Although the Sudan Peoples Liberation Movement (SPLM), now the leading political party in Southern Sudan's Government of Southern Sudan (GOSS), are meant to be part of the Government of National Unity (GONU), the fact that the SPLM has been unable to stop the conflict in Darfur indicates how little real power has been transferred. As the writer correctly points out, the GOSS has admitted that it simply does not know how much of the oil revenue it is receiving. The SPLM has claimed that the Minister for Energy has refused access to existing oil contracts. The National Petroleum Commission was finally established on October 30, a massive 22 months after the signing of the CPA. It still suffers from a lack of clarity over whether it should be a advisory or decision-making body; it is still unclear whether the body, made up of members of the SPLM and NCP, should be independent or not of the national (GONU) Ministry of Energy and Mining, and whether it will have a role in negotiating contracts.

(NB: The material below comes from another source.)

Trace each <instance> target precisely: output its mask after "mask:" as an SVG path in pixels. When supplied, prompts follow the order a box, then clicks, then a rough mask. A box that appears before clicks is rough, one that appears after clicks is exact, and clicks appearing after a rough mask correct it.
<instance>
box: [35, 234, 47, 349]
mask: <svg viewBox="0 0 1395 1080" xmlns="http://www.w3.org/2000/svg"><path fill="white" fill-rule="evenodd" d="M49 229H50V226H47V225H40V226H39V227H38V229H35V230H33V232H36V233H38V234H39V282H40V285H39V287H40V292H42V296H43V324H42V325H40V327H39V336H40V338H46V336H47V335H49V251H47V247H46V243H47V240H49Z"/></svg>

The Southern Sudanese also suffer a lack of (media) information and political analysis. As in Khartoum – or possibly to an even greater extent &nash; the media in Juba (now the capital of Southern Sudan, led by the GOSS) and other garrison towns were fully controlled during the war. There has been a welcome "freeing-up" of Juba TV and Juba Radio since the signing of the CPA and three new radio stations and the Juba Post newspaper have been allowed to actively disseminate news.
However, although GOSS claims to be an advocate of free media and does not appear to be monitoring outputs closely, it seldom fully explains policy changes and other political developments, or how it is spending its budget. How the budget would be divvied up among ministries was released in May, although no one is talking about what has been done to improve the once-rebel, now Southern Sudan national army with its vast cut, or why teachers in two states never received their salaries, although money was apparently deposited in state government bank accounts. The darkness, the same that surrounds so many of Southern Sudan's neighbors, has clouded around the GOSS.

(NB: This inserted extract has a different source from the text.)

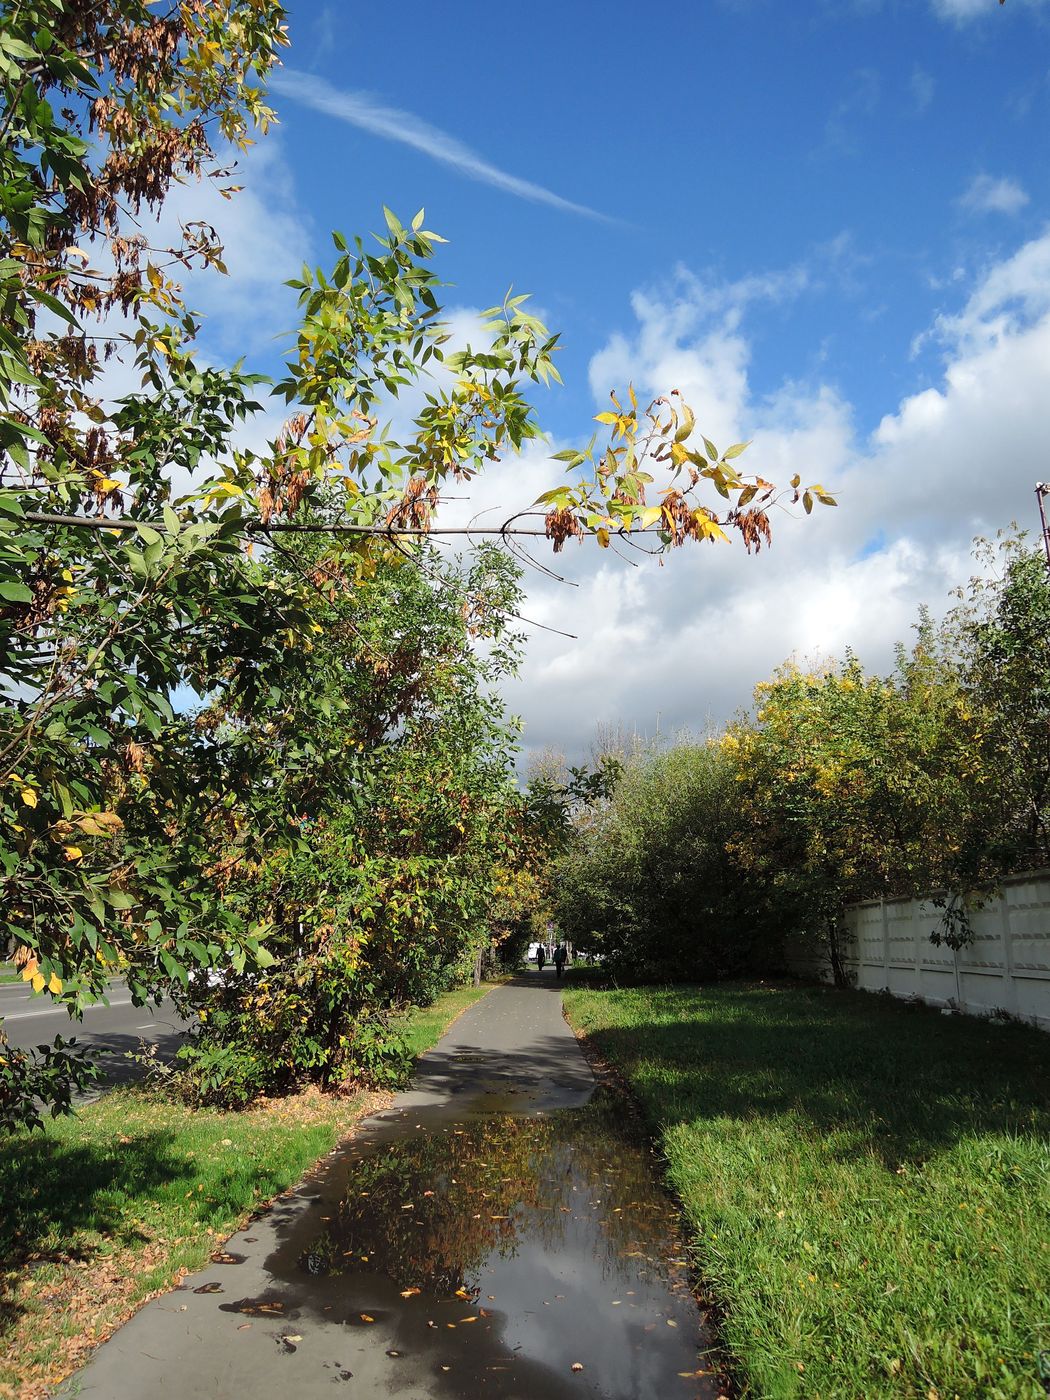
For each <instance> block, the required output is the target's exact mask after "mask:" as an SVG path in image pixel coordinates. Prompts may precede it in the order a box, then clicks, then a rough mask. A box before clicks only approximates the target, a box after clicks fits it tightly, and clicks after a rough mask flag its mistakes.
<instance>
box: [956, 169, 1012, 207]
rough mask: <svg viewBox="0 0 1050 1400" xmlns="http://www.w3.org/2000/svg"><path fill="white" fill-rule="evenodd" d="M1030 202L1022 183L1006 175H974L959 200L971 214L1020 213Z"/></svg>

The mood of a divide between a government struggling to establish structures and a population struggling to lift themselves from destitution is illustrated in Juba. The communication system may be poor, but army and government officials have satellite telephones. There may only be the skeletons of hospitals, clinics, schools and housing and thousands of returnees camped in cholera-ridden environments, but money is being spent on renovating politicians' and generals' houses. The roads are terrible but army and government officials (like the UN, NGOs and East African businessmen) have four-wheel drives which speed too close to bedraggled children and kick up dust in the struggling populace's face. The empowered elite are emerging.
These four-wheel drives were at the center of a recent corruption incident which never became a scandal. Two under secretaries and three directors from the Ministry of Finance and Economic Planning were suspended following the discovery that they had been faking receipts for cars and pocketing the difference. The case will be looked into by the Southern Sudan Anti-Corruption Commission, as soon as it is formally institutionalized. This is corruption at its most simplistic; it lacks the 21st century sophistication of Southern Sudan's neighbors like Kenya and Uganda. The Southern Sudanese, as tired of war as they are and uncertain about the future, would not be surprised to hear of this incident. Ignorant of the political processes that happen (and don't) as they may be, no one in Southern Sudan is naïve. Still in desperate times, the dread is a return to war, rather than corruption.